Now clearly present faith cannot be proven. Those who do not have faith will say that we are deluding ourselves when we claim God is active in our lives. They will assert that life is a series of random events and that our joys and blessings are simply the result of good fortune. It is difficult to convince those who think in that manner that there is another way to view life. They simply do not believe. But we do believe. As believers we have hundreds of people and hundreds of events that we can claim as signs of God’s presence in our life. This is the present faith in which we live from day to day.

Once we claim this present faith, it can become the foundation for our faith in life eternal. Because if we believe that God has loved us and is loving us now, is it not logical, is it not even expected, that God will continue to love us even after death? If we believe that God has blessed us and is continuing to bless us now, why would we imagine that God would stop blessing us even when our life here comes to an end?

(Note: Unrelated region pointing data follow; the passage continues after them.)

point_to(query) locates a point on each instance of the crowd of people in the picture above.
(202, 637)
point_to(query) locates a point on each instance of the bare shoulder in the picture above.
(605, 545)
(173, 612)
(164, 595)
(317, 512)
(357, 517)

Today we celebrate the feast of All Souls. We remember our beloved family members and friends who have gone before us in death. We claim in the words of the German proverb that we have not seen them for the last time. But if you are tempted to doubt that truth, if you begin to question whether there is indeed life hereafter, then I suggest you do this. Claim your present faith. Ask yourself, “Do I believe that God has saved me, that God has blessed me, that God is loving me?” And once you claim those truths, ask yourself, “Why would God choose to limit those gifts to this life only?” If we believe that we belong to God today, can we not also believe that even after death that relationship with God will continue?